Channels can be filtered by severity — e.g. Slack gets all, PagerDuty only critical.

Notification channels

Built-in channels (Alerts → Channels):

Email — SMTP host + credentials, supports STARTTLS
Slack — incoming-webhook URL
Discord — webhook URL
Microsoft Teams — Incoming Webhook connector URL
ntfy — topic URL, optional auth
Gotify — server URL + app token
Generic webhook — POST JSON to any URL
PagerDuty — Events API v2 integration key. Dedup-key is derived from rule+container so repeated fires fold into one PD incident.
Pushover — app_token + user_key, optional device + sound. Critical alerts map to priority 1 (visual alert); emergency priority 2 is intentionally not exposed (would need ack-handling the UI doesn’t have yet).

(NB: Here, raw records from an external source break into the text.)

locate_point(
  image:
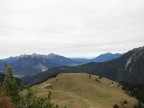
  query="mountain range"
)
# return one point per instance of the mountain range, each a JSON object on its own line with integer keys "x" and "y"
{"x": 27, "y": 65}
{"x": 127, "y": 68}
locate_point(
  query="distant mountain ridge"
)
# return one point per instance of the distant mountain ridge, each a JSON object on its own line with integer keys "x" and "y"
{"x": 127, "y": 68}
{"x": 101, "y": 58}
{"x": 37, "y": 63}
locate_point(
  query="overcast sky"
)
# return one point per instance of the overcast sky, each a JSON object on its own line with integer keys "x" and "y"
{"x": 73, "y": 28}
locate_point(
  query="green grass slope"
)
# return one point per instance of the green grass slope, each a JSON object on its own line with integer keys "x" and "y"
{"x": 78, "y": 90}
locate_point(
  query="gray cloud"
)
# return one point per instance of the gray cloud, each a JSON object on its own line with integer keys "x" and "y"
{"x": 70, "y": 27}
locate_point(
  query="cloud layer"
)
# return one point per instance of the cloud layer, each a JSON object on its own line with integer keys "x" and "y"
{"x": 73, "y": 28}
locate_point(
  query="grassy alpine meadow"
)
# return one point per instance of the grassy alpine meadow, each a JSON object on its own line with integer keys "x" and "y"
{"x": 80, "y": 90}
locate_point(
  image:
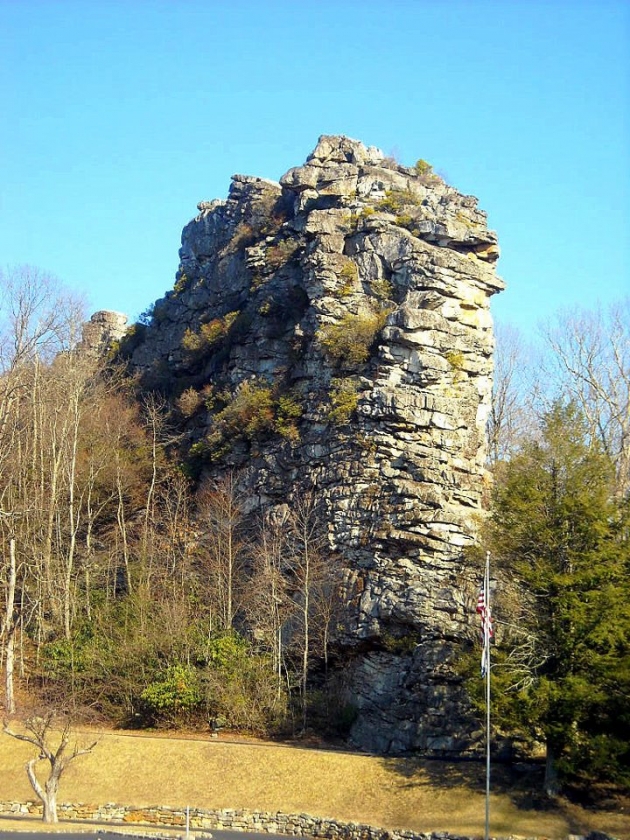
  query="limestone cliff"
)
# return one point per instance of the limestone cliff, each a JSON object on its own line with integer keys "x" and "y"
{"x": 352, "y": 299}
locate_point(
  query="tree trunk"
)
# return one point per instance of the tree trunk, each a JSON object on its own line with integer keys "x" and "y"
{"x": 50, "y": 808}
{"x": 552, "y": 785}
{"x": 9, "y": 628}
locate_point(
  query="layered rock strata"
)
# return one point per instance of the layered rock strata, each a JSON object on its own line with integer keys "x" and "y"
{"x": 355, "y": 293}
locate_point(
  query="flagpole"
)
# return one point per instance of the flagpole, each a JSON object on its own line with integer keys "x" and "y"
{"x": 486, "y": 642}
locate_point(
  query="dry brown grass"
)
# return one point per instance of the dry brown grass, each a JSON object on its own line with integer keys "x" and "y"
{"x": 147, "y": 770}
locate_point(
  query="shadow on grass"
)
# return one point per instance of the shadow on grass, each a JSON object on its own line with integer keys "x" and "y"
{"x": 522, "y": 782}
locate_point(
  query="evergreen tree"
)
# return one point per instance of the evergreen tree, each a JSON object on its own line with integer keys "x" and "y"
{"x": 561, "y": 544}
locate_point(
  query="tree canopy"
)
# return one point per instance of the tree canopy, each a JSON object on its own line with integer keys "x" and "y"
{"x": 559, "y": 536}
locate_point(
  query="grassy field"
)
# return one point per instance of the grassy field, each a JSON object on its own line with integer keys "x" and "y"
{"x": 143, "y": 770}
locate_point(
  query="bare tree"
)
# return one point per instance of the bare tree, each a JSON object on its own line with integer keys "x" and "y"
{"x": 591, "y": 362}
{"x": 514, "y": 390}
{"x": 219, "y": 509}
{"x": 52, "y": 744}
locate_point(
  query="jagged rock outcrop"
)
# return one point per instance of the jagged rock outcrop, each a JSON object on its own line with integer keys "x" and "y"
{"x": 102, "y": 331}
{"x": 352, "y": 299}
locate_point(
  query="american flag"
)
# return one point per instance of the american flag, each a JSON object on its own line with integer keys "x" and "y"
{"x": 483, "y": 609}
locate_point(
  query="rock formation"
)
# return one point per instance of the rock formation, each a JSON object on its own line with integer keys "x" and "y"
{"x": 102, "y": 331}
{"x": 352, "y": 301}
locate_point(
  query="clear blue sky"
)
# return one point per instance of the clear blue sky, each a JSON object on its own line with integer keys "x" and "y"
{"x": 118, "y": 117}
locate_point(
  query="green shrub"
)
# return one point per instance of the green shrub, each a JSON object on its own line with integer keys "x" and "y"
{"x": 188, "y": 402}
{"x": 455, "y": 358}
{"x": 278, "y": 255}
{"x": 240, "y": 685}
{"x": 349, "y": 275}
{"x": 396, "y": 200}
{"x": 422, "y": 167}
{"x": 288, "y": 411}
{"x": 180, "y": 283}
{"x": 198, "y": 343}
{"x": 382, "y": 289}
{"x": 173, "y": 697}
{"x": 349, "y": 339}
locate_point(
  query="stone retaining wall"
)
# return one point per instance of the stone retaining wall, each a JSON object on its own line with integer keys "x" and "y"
{"x": 294, "y": 825}
{"x": 271, "y": 822}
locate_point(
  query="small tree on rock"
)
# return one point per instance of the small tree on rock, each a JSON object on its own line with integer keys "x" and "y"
{"x": 52, "y": 742}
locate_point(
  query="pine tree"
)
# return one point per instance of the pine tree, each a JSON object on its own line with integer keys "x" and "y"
{"x": 561, "y": 542}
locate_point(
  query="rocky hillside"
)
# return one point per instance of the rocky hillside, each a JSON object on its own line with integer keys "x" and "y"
{"x": 332, "y": 331}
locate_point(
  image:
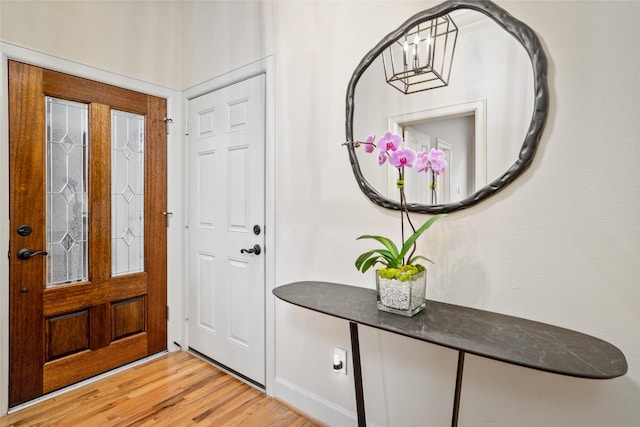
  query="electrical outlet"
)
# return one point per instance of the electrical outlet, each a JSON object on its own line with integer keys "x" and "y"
{"x": 340, "y": 360}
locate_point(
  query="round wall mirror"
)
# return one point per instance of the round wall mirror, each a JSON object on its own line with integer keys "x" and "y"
{"x": 486, "y": 112}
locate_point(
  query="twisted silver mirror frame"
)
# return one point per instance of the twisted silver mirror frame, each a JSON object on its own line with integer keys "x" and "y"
{"x": 531, "y": 44}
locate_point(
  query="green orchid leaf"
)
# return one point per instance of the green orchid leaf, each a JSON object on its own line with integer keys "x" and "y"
{"x": 362, "y": 258}
{"x": 411, "y": 240}
{"x": 417, "y": 257}
{"x": 371, "y": 262}
{"x": 391, "y": 247}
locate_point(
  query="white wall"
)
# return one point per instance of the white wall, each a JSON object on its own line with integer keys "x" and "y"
{"x": 560, "y": 245}
{"x": 128, "y": 44}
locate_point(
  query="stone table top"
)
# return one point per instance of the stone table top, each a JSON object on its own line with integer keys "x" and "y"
{"x": 483, "y": 333}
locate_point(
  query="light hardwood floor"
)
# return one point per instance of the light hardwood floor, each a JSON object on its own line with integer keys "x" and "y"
{"x": 174, "y": 390}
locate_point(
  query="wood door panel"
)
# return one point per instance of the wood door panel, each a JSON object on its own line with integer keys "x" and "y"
{"x": 66, "y": 298}
{"x": 77, "y": 367}
{"x": 127, "y": 318}
{"x": 77, "y": 89}
{"x": 156, "y": 254}
{"x": 67, "y": 334}
{"x": 26, "y": 122}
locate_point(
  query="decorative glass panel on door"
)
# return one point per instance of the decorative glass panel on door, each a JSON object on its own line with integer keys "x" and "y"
{"x": 66, "y": 181}
{"x": 127, "y": 193}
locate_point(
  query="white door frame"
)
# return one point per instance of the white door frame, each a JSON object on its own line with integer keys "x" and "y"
{"x": 175, "y": 250}
{"x": 266, "y": 66}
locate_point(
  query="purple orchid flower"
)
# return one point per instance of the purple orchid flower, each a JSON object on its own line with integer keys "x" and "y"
{"x": 401, "y": 158}
{"x": 382, "y": 158}
{"x": 389, "y": 142}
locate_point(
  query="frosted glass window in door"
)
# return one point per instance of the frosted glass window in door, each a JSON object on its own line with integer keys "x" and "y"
{"x": 66, "y": 188}
{"x": 127, "y": 193}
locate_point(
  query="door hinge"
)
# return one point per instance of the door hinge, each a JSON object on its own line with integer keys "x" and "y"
{"x": 167, "y": 122}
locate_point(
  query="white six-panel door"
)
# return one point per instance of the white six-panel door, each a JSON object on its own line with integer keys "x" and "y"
{"x": 226, "y": 287}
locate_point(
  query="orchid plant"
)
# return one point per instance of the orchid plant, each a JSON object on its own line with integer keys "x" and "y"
{"x": 400, "y": 263}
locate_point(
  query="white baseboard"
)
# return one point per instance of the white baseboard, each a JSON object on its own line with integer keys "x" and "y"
{"x": 314, "y": 406}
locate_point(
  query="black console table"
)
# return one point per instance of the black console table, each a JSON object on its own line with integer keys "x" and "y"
{"x": 482, "y": 333}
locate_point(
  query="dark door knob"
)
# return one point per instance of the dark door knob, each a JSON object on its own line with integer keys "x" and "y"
{"x": 255, "y": 250}
{"x": 26, "y": 253}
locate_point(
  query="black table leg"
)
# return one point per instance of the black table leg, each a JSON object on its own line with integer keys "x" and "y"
{"x": 357, "y": 373}
{"x": 456, "y": 397}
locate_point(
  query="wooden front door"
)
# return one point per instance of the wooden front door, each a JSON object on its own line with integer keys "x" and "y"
{"x": 88, "y": 231}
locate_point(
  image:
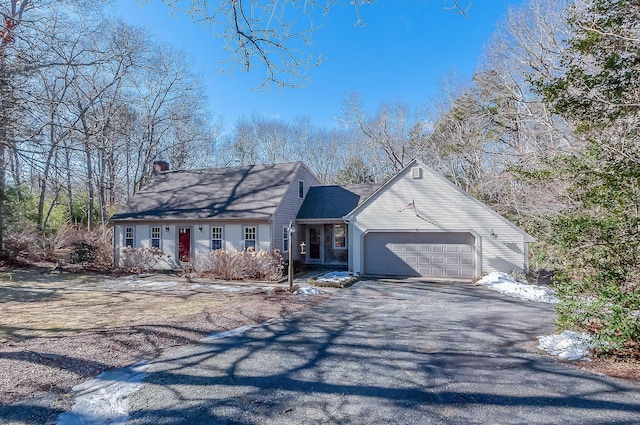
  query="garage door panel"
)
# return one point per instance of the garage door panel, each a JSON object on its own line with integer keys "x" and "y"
{"x": 420, "y": 254}
{"x": 466, "y": 261}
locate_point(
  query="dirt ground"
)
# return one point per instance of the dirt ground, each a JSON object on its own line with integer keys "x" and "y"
{"x": 59, "y": 329}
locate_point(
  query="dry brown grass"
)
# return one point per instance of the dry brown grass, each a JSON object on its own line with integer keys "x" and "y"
{"x": 57, "y": 330}
{"x": 45, "y": 305}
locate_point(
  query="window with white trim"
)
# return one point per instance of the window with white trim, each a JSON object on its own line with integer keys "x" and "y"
{"x": 216, "y": 238}
{"x": 249, "y": 238}
{"x": 155, "y": 237}
{"x": 340, "y": 236}
{"x": 285, "y": 239}
{"x": 128, "y": 236}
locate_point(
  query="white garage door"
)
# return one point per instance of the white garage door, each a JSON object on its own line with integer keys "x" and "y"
{"x": 429, "y": 254}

See individual integration guides for per-channel setup. Telegram is not built-in — use the generic webhook against the Telegram Bot API if you need it.

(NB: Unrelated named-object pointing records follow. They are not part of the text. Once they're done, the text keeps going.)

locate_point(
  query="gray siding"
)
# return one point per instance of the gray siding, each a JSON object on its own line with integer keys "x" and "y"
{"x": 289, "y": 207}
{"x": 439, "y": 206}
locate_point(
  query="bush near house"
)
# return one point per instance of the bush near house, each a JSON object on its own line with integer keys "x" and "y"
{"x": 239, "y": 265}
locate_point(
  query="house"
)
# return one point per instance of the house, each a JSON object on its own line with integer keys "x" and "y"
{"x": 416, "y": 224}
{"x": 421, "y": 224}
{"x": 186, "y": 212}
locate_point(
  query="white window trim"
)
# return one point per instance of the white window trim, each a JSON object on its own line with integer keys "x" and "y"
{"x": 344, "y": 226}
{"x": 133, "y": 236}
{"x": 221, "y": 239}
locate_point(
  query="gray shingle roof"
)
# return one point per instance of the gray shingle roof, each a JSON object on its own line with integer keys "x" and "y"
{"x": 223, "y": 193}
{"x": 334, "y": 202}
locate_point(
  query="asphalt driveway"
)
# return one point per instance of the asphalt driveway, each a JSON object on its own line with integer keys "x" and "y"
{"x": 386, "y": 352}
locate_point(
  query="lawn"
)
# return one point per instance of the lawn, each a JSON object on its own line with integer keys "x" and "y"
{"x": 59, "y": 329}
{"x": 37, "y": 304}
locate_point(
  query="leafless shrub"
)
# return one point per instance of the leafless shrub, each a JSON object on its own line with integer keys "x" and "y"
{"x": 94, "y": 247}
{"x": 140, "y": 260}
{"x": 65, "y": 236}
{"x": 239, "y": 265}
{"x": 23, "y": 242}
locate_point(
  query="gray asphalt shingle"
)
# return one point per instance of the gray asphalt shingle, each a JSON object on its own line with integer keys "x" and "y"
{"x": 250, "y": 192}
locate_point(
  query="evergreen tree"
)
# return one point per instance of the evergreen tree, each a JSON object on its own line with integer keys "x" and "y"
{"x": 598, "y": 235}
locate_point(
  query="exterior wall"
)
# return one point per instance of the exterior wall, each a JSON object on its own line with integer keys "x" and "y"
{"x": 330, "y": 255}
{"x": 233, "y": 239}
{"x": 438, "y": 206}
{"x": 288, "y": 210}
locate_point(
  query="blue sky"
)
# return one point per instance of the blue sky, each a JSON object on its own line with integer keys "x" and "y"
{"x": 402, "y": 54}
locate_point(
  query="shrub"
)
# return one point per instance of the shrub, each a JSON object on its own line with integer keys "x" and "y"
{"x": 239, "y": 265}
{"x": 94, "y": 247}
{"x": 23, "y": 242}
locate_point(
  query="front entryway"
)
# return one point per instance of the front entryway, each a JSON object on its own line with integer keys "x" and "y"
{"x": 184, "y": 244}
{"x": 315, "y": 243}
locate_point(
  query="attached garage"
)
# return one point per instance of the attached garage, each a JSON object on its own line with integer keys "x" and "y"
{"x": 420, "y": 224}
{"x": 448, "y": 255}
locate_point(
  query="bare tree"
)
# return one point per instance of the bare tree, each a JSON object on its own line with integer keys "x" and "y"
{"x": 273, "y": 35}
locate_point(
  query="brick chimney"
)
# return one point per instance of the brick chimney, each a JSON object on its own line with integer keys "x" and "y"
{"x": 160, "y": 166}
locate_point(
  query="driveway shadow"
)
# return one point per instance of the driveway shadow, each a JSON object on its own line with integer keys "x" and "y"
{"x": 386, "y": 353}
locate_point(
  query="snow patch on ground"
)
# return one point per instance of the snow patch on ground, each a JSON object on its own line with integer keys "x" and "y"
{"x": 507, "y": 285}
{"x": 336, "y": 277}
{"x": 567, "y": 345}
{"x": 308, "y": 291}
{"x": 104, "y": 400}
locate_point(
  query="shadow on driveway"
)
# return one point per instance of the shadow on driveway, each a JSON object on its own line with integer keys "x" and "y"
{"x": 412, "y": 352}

Channels don’t filter by severity on their own — every rule lists which channel IDs it notifies, so “Slack gets everything, PagerDuty gets only critical” is expressed as: low-severity rules list Slack only, critical rules list both Slack and PagerDuty.

Cooldown

Without cooldown, a container that keeps crashing would spam alerts every 30 seconds. Cooldown suppresses duplicate alerts on the same resource for the configured window. When the underlying state clears and re-fires, you get a new alert.

Mute and disable

Each rule has two independent off-switches:

enabled = false — the engine doesn’t evaluate the rule at all. Use this for permanent off.
muted_until = <timestamp> — the engine evaluates the rule but suppresses notifications until that timestamp passes. Set to a few hours ahead during planned maintenance.

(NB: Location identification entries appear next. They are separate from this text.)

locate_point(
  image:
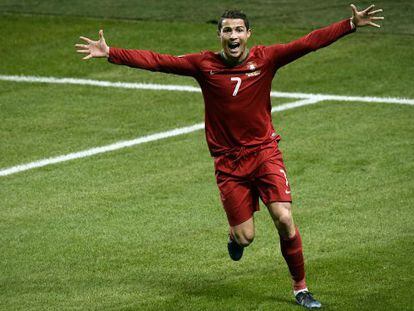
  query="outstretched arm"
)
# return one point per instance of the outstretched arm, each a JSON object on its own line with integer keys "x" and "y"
{"x": 93, "y": 48}
{"x": 282, "y": 54}
{"x": 142, "y": 59}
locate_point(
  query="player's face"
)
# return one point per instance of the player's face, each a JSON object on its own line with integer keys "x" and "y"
{"x": 233, "y": 36}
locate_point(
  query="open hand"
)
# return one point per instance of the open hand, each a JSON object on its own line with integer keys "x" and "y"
{"x": 365, "y": 17}
{"x": 93, "y": 48}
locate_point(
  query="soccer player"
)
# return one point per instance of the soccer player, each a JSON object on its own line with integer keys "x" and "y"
{"x": 236, "y": 84}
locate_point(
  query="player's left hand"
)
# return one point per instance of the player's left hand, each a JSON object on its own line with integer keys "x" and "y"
{"x": 365, "y": 17}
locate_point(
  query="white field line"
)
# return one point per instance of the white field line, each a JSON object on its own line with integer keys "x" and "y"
{"x": 184, "y": 88}
{"x": 129, "y": 143}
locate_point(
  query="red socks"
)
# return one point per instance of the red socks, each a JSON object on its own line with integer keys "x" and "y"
{"x": 292, "y": 252}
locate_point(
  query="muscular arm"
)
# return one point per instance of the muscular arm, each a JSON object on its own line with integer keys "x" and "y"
{"x": 143, "y": 59}
{"x": 183, "y": 65}
{"x": 282, "y": 54}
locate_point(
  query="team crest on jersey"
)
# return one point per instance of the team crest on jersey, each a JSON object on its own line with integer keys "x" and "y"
{"x": 252, "y": 66}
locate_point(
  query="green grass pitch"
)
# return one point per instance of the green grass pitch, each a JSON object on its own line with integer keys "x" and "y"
{"x": 142, "y": 228}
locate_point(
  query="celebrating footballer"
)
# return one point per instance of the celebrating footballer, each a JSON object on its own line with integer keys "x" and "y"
{"x": 236, "y": 84}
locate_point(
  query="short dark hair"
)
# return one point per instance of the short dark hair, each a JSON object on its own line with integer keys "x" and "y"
{"x": 233, "y": 14}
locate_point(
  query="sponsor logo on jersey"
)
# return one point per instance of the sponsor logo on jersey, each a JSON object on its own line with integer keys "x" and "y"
{"x": 254, "y": 73}
{"x": 251, "y": 66}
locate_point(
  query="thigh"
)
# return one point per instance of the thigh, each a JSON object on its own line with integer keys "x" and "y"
{"x": 240, "y": 200}
{"x": 271, "y": 180}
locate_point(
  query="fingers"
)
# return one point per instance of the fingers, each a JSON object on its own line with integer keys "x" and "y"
{"x": 354, "y": 9}
{"x": 83, "y": 46}
{"x": 87, "y": 40}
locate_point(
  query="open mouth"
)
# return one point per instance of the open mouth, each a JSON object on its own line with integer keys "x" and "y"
{"x": 233, "y": 46}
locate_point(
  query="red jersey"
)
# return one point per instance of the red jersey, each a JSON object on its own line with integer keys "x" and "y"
{"x": 237, "y": 99}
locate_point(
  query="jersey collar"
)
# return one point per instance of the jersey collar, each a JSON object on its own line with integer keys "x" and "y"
{"x": 230, "y": 63}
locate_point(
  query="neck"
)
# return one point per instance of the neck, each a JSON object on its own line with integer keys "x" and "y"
{"x": 234, "y": 61}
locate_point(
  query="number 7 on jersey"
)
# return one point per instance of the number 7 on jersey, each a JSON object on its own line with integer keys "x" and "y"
{"x": 236, "y": 89}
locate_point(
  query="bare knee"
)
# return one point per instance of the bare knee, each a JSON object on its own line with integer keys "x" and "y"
{"x": 244, "y": 233}
{"x": 244, "y": 237}
{"x": 281, "y": 213}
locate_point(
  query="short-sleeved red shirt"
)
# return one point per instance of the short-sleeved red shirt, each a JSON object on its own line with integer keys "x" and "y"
{"x": 237, "y": 99}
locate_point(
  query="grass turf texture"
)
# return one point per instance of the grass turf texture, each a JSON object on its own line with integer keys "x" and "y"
{"x": 142, "y": 228}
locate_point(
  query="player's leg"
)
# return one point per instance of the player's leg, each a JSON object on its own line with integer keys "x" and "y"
{"x": 239, "y": 202}
{"x": 291, "y": 247}
{"x": 274, "y": 189}
{"x": 240, "y": 236}
{"x": 243, "y": 234}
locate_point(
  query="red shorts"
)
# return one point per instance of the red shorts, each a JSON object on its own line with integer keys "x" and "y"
{"x": 251, "y": 173}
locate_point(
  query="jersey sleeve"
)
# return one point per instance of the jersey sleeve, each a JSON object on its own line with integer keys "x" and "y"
{"x": 186, "y": 65}
{"x": 282, "y": 54}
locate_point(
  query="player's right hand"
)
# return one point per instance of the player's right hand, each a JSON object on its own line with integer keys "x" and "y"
{"x": 93, "y": 48}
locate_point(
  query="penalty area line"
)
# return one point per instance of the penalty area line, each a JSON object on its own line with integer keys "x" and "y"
{"x": 187, "y": 88}
{"x": 133, "y": 142}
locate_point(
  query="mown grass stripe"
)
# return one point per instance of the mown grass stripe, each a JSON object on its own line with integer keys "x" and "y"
{"x": 186, "y": 88}
{"x": 130, "y": 143}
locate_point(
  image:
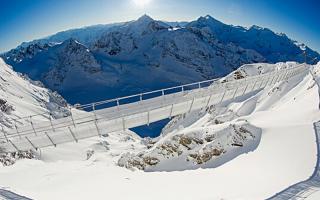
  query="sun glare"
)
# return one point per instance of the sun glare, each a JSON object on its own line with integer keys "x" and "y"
{"x": 141, "y": 3}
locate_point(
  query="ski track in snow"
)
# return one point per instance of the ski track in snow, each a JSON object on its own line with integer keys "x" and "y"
{"x": 7, "y": 195}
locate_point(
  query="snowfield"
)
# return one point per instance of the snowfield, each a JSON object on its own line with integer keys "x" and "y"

There’s no filter-based mute page that silences across many rules at once. To temporarily quiet a noisy area during maintenance, set muted_until on the rules involved or disable them and re-enable after.

Alert history

Alerts → History shows every fire, sorted by occurred_at descending:

Occurred at
Rule name
Severity
Container that tripped the threshold
Status (fired / resolved)
Value vs. threshold
Message

Export to a downloadable format isn’t wired up yet — for post-mortems, query the alert_history table directly or use the REST endpoint GET /api/v1/alerts/history?limit=N.

Built-in rules

dockmesh ships with four container-level defaults on first install so every new deployment has coverage from day one:

Rule	Metric	Threshold	Duration	Severity
Container CPU > 90% (sustained)	cpu_percent	gt 90	5 min	warning
Container CPU > 95% (critical)	cpu_percent	gt 95	15 min	critical
Container memory > 90%	mem_percent	gt 90	5 min	warning
Container memory > 98% (near-OOM)	mem_percent	gt 98	60s	critical

Built-in rules are flagged with a “built-in” badge in the Alerts table. They can be edited (change threshold, duration, mute, attach channels) and disabled, but not deleted — disabling them is the supported way to opt out. Deletion returns 409 Conflict from the API.

Host-level rules (disk, agent-offline, backup-job-failed) need per-host metrics that aren’t emitted yet — they’ll ship with follow-up slices that add the collectors.